Ieri è stato un anticipato 8 marzo… finito male, anzi malissimo. A Montecitorio, addirittura a Camere riunite, c’era la possibilità di portare per la prima volta al Quirinale una donna. Ma mai si è visto un karakiri più riuscito nella politica italiana.
La Presidente del Senato, Maria Elisabetta Casellati, che tanto baldanzosamente si era convita di farcela, a dispetto di tutto e di tutti, si è ritrovata messa a tappeto in malo modo per un misto di personale vanità e convenienza politica dell’estrema destra desiderosa di contarsi.
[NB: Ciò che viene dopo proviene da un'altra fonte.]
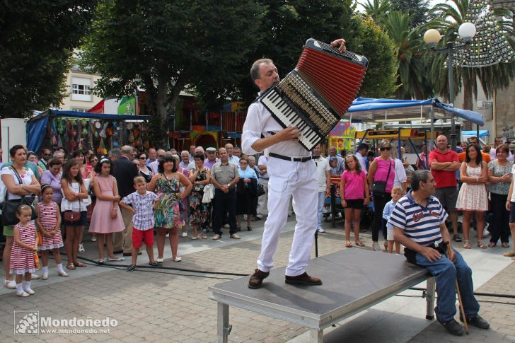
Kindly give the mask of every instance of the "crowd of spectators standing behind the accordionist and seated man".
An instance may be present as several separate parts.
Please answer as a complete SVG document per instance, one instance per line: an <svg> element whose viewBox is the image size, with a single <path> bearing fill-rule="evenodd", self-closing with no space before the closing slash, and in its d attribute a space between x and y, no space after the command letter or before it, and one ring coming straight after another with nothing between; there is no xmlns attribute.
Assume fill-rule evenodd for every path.
<svg viewBox="0 0 515 343"><path fill-rule="evenodd" d="M494 248L499 240L503 248L509 248L510 228L512 234L515 231L513 153L499 139L495 143L485 153L473 137L458 154L449 149L446 136L441 135L436 139L436 149L424 149L415 165L424 169L429 163L436 182L436 198L449 213L452 239L456 242L461 242L458 214L462 214L463 247L467 249L472 247L471 226L477 231L475 245L482 249ZM388 219L410 188L407 175L412 174L413 167L403 159L403 151L397 156L398 149L390 141L380 141L377 151L370 148L362 143L354 154L338 154L331 146L327 157L320 156L320 144L314 149L313 155L320 156L316 159L317 229L324 232L321 219L325 198L329 197L330 178L337 177L341 180L340 194L347 219L345 246L352 247L352 230L354 244L364 246L359 240L361 211L370 207L376 214L371 224L372 248L379 250L378 237L382 232L385 250L393 252L393 226ZM190 146L189 151L180 153L175 149L139 152L123 146L112 149L108 156L97 156L92 151L66 154L63 149L43 149L37 158L24 146L13 146L9 153L11 161L1 169L5 198L32 200L34 194L40 195L38 202L26 202L21 207L16 214L18 224L4 226L4 285L17 288L21 296L33 293L29 274L35 272L35 266L34 259L26 258L27 247L41 252L42 279L49 277L49 252L57 264L57 274L66 277L59 248L66 251L66 269L86 267L77 253L84 251L83 235L88 228L89 239L97 242L98 263L131 256L128 270L132 271L143 242L150 265L163 262L167 237L172 260L180 262L179 236L188 237L188 225L192 240L208 238L209 231L213 233L211 238L218 240L223 227L229 229L230 238L239 239L242 223L251 231L253 222L264 219L267 213L268 157L261 155L256 163L257 156L242 155L241 149L232 144L205 151L202 146ZM31 207L37 214L33 224L27 216ZM490 219L491 233L487 244L483 241L486 218ZM21 247L25 250L21 251ZM400 252L398 243L395 252ZM515 257L515 248L504 255ZM28 261L23 263L24 259ZM20 289L18 276L23 274L25 288ZM32 279L37 277L32 275Z"/></svg>

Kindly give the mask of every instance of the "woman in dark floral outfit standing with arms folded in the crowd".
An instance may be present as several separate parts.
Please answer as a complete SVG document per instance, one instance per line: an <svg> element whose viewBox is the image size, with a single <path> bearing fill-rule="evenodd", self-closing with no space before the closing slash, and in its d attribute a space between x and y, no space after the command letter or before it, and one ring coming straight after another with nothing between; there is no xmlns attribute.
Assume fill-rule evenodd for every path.
<svg viewBox="0 0 515 343"><path fill-rule="evenodd" d="M190 182L193 187L190 193L190 225L193 226L192 239L207 238L209 227L209 204L202 202L204 187L211 181L211 170L204 166L204 154L197 153L193 156L195 168L190 170Z"/></svg>

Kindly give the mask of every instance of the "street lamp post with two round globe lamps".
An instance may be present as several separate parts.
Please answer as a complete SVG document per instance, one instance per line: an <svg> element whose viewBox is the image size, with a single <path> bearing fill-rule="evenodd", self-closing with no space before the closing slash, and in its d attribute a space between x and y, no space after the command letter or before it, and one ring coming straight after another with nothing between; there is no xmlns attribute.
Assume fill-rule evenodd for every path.
<svg viewBox="0 0 515 343"><path fill-rule="evenodd" d="M475 25L473 23L461 24L458 29L458 35L460 35L465 44L454 45L454 42L447 42L446 47L436 49L436 45L441 40L439 31L432 28L424 33L424 42L431 47L431 50L441 54L447 54L447 69L449 71L449 101L452 106L454 106L453 50L463 49L470 45L470 42L472 42L472 38L475 35ZM451 150L456 150L456 124L454 122L453 114L451 115Z"/></svg>

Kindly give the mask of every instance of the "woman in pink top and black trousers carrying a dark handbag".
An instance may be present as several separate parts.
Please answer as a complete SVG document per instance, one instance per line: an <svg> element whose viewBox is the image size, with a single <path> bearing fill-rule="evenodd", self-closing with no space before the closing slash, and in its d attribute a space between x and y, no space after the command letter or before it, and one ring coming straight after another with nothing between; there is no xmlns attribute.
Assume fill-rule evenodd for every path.
<svg viewBox="0 0 515 343"><path fill-rule="evenodd" d="M379 157L374 158L369 167L369 185L371 185L374 200L374 222L372 223L372 248L380 250L378 245L379 229L383 226L383 209L392 199L390 195L395 179L395 162L390 158L390 141L379 142ZM383 232L386 236L386 232ZM386 237L385 237L386 240Z"/></svg>

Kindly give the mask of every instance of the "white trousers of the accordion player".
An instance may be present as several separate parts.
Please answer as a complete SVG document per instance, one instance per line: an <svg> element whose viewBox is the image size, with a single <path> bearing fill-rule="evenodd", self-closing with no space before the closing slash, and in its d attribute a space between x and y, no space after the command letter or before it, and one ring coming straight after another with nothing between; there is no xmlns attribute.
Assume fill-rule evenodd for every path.
<svg viewBox="0 0 515 343"><path fill-rule="evenodd" d="M315 161L291 162L279 158L269 158L268 218L261 243L258 268L270 272L274 265L274 252L277 249L279 233L286 226L289 199L293 196L296 214L294 240L291 244L286 274L290 277L305 272L311 256L311 246L317 223L317 173Z"/></svg>

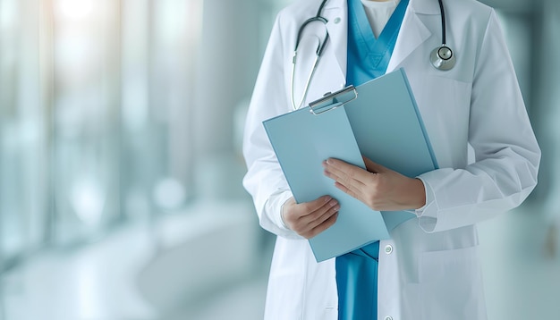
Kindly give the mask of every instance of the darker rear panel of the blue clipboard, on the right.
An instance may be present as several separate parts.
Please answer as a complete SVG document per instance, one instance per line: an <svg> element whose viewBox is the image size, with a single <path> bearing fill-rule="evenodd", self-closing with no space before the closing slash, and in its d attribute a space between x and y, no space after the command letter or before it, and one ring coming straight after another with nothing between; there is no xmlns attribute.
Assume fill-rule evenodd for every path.
<svg viewBox="0 0 560 320"><path fill-rule="evenodd" d="M361 153L407 177L438 168L428 133L403 69L356 88L346 114ZM411 212L382 211L388 230L416 217Z"/></svg>

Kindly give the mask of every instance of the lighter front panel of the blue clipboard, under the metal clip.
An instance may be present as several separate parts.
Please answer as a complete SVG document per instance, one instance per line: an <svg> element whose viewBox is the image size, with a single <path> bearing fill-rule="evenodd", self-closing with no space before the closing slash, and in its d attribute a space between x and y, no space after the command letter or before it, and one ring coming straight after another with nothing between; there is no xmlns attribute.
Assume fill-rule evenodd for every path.
<svg viewBox="0 0 560 320"><path fill-rule="evenodd" d="M330 195L338 200L336 223L310 239L317 261L337 257L363 244L388 239L383 216L335 187L321 163L335 157L365 167L344 105L324 114L310 107L264 122L286 181L298 203Z"/></svg>

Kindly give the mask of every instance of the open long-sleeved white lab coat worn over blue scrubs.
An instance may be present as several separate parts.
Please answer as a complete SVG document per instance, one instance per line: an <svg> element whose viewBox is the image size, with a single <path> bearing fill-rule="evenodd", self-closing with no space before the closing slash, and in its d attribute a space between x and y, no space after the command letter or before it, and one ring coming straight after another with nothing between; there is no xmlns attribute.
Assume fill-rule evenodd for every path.
<svg viewBox="0 0 560 320"><path fill-rule="evenodd" d="M281 206L292 194L261 123L292 110L295 38L319 4L297 0L277 16L246 122L243 184L260 225L277 235L266 319L337 318L335 259L317 263L308 241L282 223ZM427 205L416 211L418 218L380 243L378 319L486 319L476 223L519 206L537 183L540 150L496 13L473 0L444 4L447 42L457 58L454 69L442 72L429 63L430 52L442 41L436 0L410 0L387 69L403 67L407 73L441 169L419 177ZM330 43L306 103L345 82L346 1L328 1L322 15ZM314 28L310 33L317 36L301 40L297 97L324 32L320 24ZM475 155L471 163L468 145Z"/></svg>

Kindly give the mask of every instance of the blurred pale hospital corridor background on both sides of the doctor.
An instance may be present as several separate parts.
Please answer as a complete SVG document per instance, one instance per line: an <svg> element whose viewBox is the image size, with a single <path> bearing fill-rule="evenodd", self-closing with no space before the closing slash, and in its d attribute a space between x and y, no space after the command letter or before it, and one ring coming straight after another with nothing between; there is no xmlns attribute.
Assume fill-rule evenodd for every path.
<svg viewBox="0 0 560 320"><path fill-rule="evenodd" d="M292 1L0 0L0 320L262 319L242 130ZM480 2L542 149L530 198L479 224L488 320L556 320L560 2Z"/></svg>

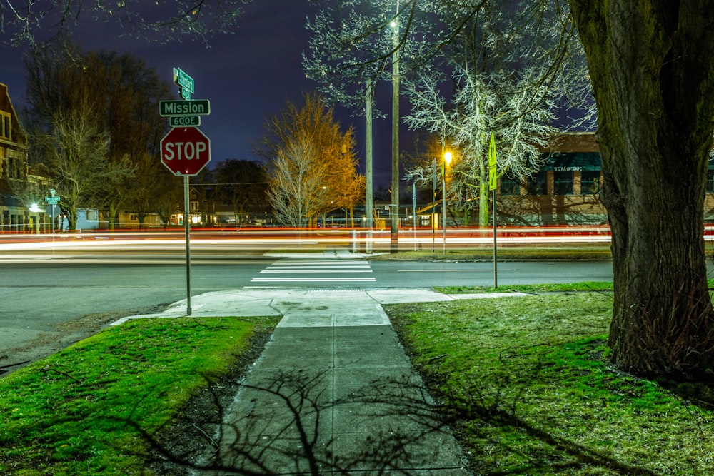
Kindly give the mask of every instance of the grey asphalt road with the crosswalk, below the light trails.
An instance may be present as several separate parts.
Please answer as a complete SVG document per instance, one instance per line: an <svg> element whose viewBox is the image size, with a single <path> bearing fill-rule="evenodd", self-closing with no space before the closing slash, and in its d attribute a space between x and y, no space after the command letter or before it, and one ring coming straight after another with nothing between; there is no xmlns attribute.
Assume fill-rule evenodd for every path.
<svg viewBox="0 0 714 476"><path fill-rule="evenodd" d="M191 295L247 287L429 288L493 280L488 262L197 255L191 265ZM498 263L500 287L585 280L612 280L610 261ZM124 315L156 312L185 299L187 278L180 254L58 254L0 259L0 283L1 373Z"/></svg>

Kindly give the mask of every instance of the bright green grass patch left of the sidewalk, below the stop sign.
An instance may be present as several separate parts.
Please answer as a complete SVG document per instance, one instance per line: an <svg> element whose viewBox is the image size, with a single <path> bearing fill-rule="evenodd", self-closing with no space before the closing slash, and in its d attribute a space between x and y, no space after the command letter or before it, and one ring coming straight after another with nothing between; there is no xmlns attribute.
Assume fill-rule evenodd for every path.
<svg viewBox="0 0 714 476"><path fill-rule="evenodd" d="M0 474L144 474L146 439L273 318L141 319L0 379Z"/></svg>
Quello che da molte e molti, anche un po’ ingenuamente, era stato visto, da parte di alcuni “spacciato”, come la possibilità di fissare finalmente una pietra miliare per quanto riguarda la parità di genere, si è trasformato in un rovescio politico raramente visto prima e, per di più, mettendo a repentaglio persino la figura della seconda carica dello Stato. La “mission impossible” della Casellati è finita veramente male ed ha scritto un’altra pagina nel libro tutto particolare che si potrebbe stampare dedicato ai “franchi tiratori”
Ma la questione del “genere” non si è esaurita così. Perché, subito dopo aver visto Casellati e centrodestra finire allo sbaraglio si è assistito ad un radicale cambiamento di passo, di significato e di rischio. L’ipotesi di portare al vertice dello Stato la donna responsabile, e attualmente in carica, dei servizi segreti ha suscitato accese discussioni e non poche preoccupazioni, di cui si è fatto interprete soprattutto Matteo Renzi.
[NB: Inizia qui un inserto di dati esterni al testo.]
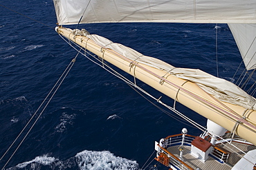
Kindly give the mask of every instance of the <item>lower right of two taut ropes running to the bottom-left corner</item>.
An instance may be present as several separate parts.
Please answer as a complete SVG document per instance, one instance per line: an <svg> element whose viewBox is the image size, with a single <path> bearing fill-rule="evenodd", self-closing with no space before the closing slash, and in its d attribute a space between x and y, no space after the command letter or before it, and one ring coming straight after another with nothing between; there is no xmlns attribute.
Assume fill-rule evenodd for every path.
<svg viewBox="0 0 256 170"><path fill-rule="evenodd" d="M30 133L30 131L33 129L33 127L35 126L35 123L37 123L37 120L40 118L40 116L42 115L42 113L44 112L44 110L46 109L46 107L48 106L48 104L51 102L53 96L56 94L57 90L60 88L60 85L62 85L64 79L66 78L66 76L68 75L68 73L70 72L71 68L73 67L74 63L75 63L75 59L77 58L79 53L77 53L77 55L75 56L75 58L71 61L71 63L68 65L70 66L68 68L68 71L66 72L66 74L64 75L64 77L62 78L62 81L60 82L60 84L57 86L57 88L55 89L55 91L53 92L51 98L48 100L48 102L46 103L46 105L44 106L44 109L41 111L41 113L39 114L39 116L37 117L37 119L35 120L35 122L33 123L33 125L30 127L30 129L28 130L28 132L26 133L26 135L24 136L24 138L21 140L21 142L19 142L18 147L15 149L15 151L12 153L12 155L10 156L10 158L8 159L8 161L6 162L6 164L3 166L3 169L6 167L6 165L8 164L8 162L10 162L12 156L15 155L16 151L19 149L19 147L21 146L21 144L24 142L24 140L26 139L26 137L28 136L28 134ZM65 70L66 71L66 70ZM62 74L63 75L63 74ZM60 78L59 78L60 80ZM58 80L58 81L59 81Z"/></svg>

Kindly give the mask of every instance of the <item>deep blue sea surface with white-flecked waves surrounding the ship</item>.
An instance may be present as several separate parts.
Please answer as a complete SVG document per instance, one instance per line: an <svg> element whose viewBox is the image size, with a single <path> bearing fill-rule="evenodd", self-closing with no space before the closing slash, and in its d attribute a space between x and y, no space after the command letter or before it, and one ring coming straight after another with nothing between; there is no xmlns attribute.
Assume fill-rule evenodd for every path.
<svg viewBox="0 0 256 170"><path fill-rule="evenodd" d="M54 30L57 20L53 1L1 0L0 5L0 156L3 156L77 52ZM216 76L215 26L100 23L78 28L176 67L201 69ZM219 77L235 81L232 76L241 63L239 50L228 25L218 26ZM145 83L138 85L156 98L163 96ZM169 105L174 103L166 96L163 100ZM182 105L176 109L206 125L205 118L190 109ZM183 127L188 134L201 133L163 113L125 82L79 55L6 169L142 169L154 151L154 141L179 134ZM21 138L0 161L0 168ZM147 169L166 168L154 160Z"/></svg>

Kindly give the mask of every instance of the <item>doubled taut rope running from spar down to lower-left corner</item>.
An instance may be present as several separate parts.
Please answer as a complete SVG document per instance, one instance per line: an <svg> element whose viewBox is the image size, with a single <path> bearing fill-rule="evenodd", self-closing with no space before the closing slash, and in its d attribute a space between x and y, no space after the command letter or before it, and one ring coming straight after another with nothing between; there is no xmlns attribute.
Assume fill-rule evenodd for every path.
<svg viewBox="0 0 256 170"><path fill-rule="evenodd" d="M53 86L53 88L51 89L51 91L48 93L48 95L46 96L46 98L44 98L44 101L41 103L41 105L37 108L37 111L39 111L39 109L42 107L42 105L45 103L45 101L47 100L48 96L50 96L51 92L53 92L53 89L55 89L55 87L57 86L57 84L59 83L59 85L57 86L57 88L55 89L55 91L53 92L51 98L49 98L48 102L46 103L46 105L44 106L44 108L42 109L41 113L39 114L39 116L37 117L37 119L35 120L35 122L33 123L33 125L30 127L30 129L28 130L28 132L26 133L26 135L24 136L24 138L21 140L21 142L19 142L18 147L15 149L15 151L12 153L12 155L10 156L10 158L8 159L8 161L6 162L6 164L3 166L2 169L4 169L6 167L6 165L8 164L8 162L10 162L12 156L15 155L16 151L19 149L19 147L21 146L21 144L24 142L24 140L26 139L26 137L28 136L28 134L30 133L30 131L33 129L33 127L35 126L35 123L37 123L37 120L40 118L40 116L42 115L42 113L44 112L44 110L46 109L46 107L48 106L48 104L51 102L53 96L56 94L57 90L60 88L60 85L62 85L64 79L66 78L66 76L68 75L68 73L70 72L71 68L73 67L74 63L75 63L75 59L77 58L79 53L77 53L77 55L75 56L75 58L71 61L71 63L68 64L68 66L66 67L66 70L64 70L64 72L62 73L62 76L60 76L60 78L57 80L57 82L55 83L55 85ZM64 75L65 74L65 75ZM63 77L64 76L64 77ZM62 78L63 77L63 78ZM62 79L62 81L60 81ZM21 130L21 132L19 133L19 135L17 136L17 138L15 138L15 140L12 142L12 145L15 144L15 142L17 141L17 139L19 138L19 136L21 136L21 134L23 133L23 131L26 129L26 127L30 124L30 121L35 117L35 115L37 114L37 111L35 111L35 113L33 114L33 116L30 118L30 120L28 121L28 123L26 124L26 126ZM3 156L1 157L1 159L6 156L6 153L8 153L8 151L10 150L10 148L12 147L12 145L10 145L10 147L7 149L7 151L3 154Z"/></svg>

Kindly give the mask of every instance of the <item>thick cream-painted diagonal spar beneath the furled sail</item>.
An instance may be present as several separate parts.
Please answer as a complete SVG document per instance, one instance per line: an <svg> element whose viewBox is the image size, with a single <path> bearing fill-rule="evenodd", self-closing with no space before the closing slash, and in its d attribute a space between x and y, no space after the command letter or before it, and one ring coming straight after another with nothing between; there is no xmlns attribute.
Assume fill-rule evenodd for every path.
<svg viewBox="0 0 256 170"><path fill-rule="evenodd" d="M201 89L196 83L177 78L164 70L138 63L136 60L128 59L106 45L99 44L86 36L76 35L75 30L57 27L56 31L98 55L102 60L116 65L131 76L140 79L159 92L179 101L198 114L256 145L255 110L218 100Z"/></svg>

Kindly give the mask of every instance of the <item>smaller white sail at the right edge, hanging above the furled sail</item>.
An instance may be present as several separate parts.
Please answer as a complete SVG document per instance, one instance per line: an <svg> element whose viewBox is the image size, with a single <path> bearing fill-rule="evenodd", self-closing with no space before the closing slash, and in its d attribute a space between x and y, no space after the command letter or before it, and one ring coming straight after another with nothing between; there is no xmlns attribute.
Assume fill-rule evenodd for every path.
<svg viewBox="0 0 256 170"><path fill-rule="evenodd" d="M228 24L247 70L256 68L256 24Z"/></svg>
Se davvero venisse eletta Elisabetta Belloni, che pure goda di buona stampa da parte di chi meglio la conosce, saremmo di fronte al pieno successo politico del sovranismo e del populismo. Non contento dei disastri che ha combinato finora, per quota parte sua, Matteo Salvini si è fatto promotore di una simile candidatura. Sembra aver riformato il governo giallo verde del dopo marzo 2018 perché la Belloni è sostenuta anche da Giuseppe Conte.
La serata di ieri, forse la prima veramente scoppiettante in questa tante monotone vissute in attesa, e durante le prime votazioni per il Quirinale, ha fatto emergere dei “veto” alla Belloni come non si sentivano esprimere da tempo tanto per la preoccupazione di vedere salire al Colle la capo dei servizi segreti e, per di più, portata sugli scudi da sovranisti e populisti.
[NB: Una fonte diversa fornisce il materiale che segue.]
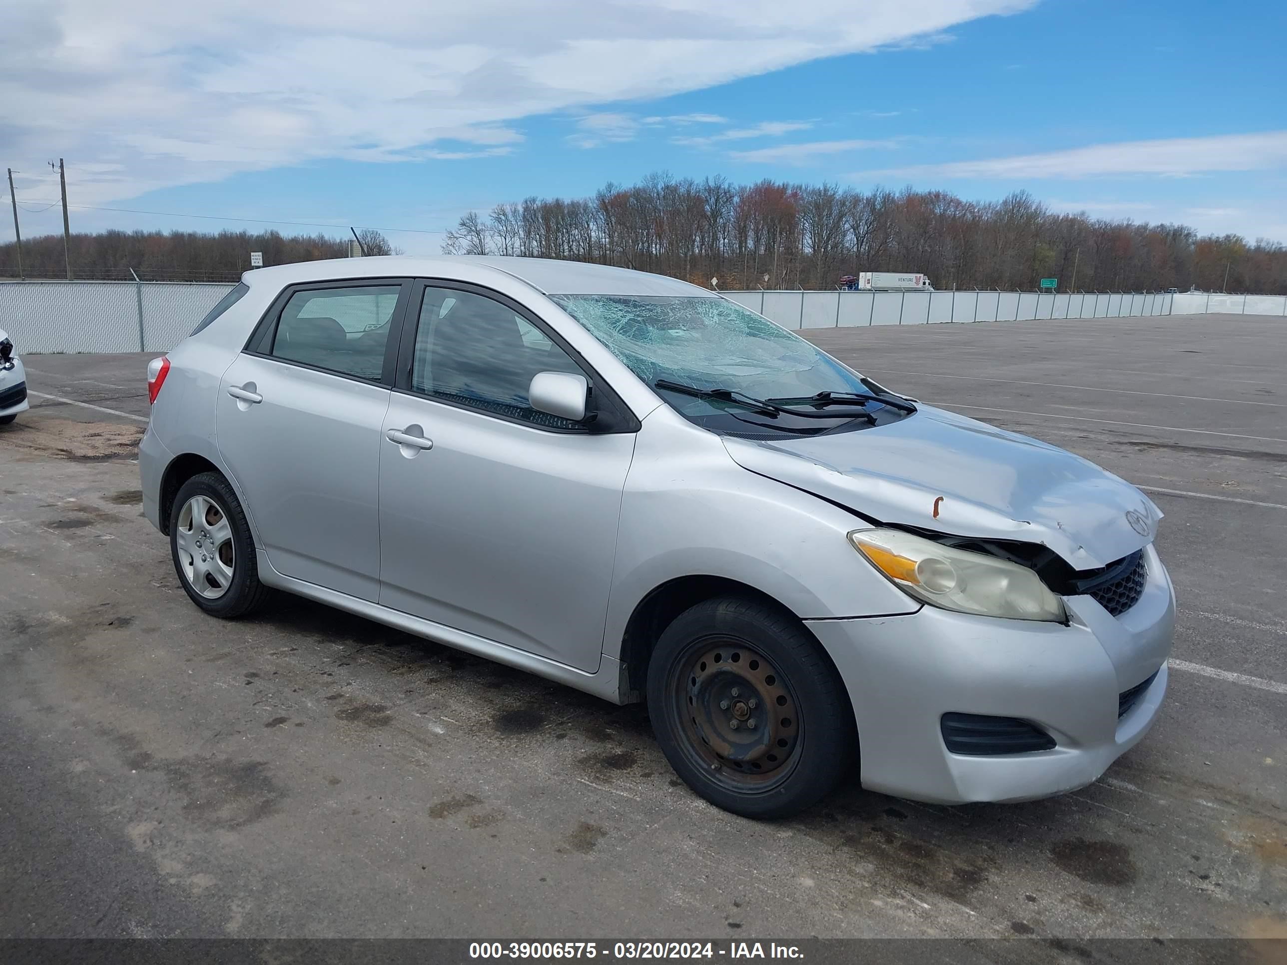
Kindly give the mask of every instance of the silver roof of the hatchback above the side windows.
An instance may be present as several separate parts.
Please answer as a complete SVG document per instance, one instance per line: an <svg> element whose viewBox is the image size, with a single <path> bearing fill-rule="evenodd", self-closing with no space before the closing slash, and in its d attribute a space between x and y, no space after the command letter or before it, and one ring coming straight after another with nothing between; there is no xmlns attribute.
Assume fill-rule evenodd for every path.
<svg viewBox="0 0 1287 965"><path fill-rule="evenodd" d="M341 278L378 278L412 275L422 278L450 278L462 262L476 268L505 273L546 295L680 295L689 297L718 297L714 292L678 278L634 271L628 268L593 265L586 261L557 259L525 259L503 255L386 255L358 259L327 259L274 265L247 271L242 279L247 284L260 280L277 284L323 282ZM472 273L471 273L472 274Z"/></svg>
Una via d’uscita da questa delicata situazione, è però offerta, al tempo stesso, con la manifesta preferenza da parte di un più che significativo numero di “grandi elettori” per un re-incarico a Mattarella. Questa preferenza si urta però con la preoccupazione dello stesso Presidente uscente per il carattere di “monarchia elettiva” che potrebbe venire ad assumere la massima magistratura della Repubblica qualora il suo mandato venisse a durare ben 14 anni.